Over the long term of course the goal is repairing democracy and diminishing intolerance and for this promoting cross-cutting cleavages within civil society and political organizations is absolutely necessary. (Here, recent debates about ideological diversity and the new grassroots activism within the Democratic party is relevant.) Scholars have long recognized the necessity of cross-cutting cleavages to healthy democracy. In his classic study, the Social Requisites of Democracy, Seymour Martin Lipset, for example, noted that “the available evidence suggests that the chances for stable democracy are enhanced to the extent that groups and individuals have a number of cross-cutting, politically relevant affiliations”.
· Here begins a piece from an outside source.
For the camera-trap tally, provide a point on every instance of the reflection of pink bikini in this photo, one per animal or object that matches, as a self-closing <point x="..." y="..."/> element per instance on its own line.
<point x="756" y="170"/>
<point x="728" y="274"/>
More specifically, research has linked cross-cutting cleavages with toleration, moderation and conflict prevention. This too has implications for contemporary debates about “identity politics”. Perhaps ironically, identity politics is a both more powerful and efficacious for Republicans (and rightwing populists more generally) than it is for Democrats, since the former are more homogeneous.
As long, therefore, as politics is a fight between clearly bounded identity groups, appeals and threats to group identity will benefit Republicans more than Democrats, which is presumably why Steve Bannon infamously remarked that he couldn’t “get enough” of the left’s “race-identity politics”. “The longer they talk about identity politics, I got ’em … I want them to talk about race and identity … every day.”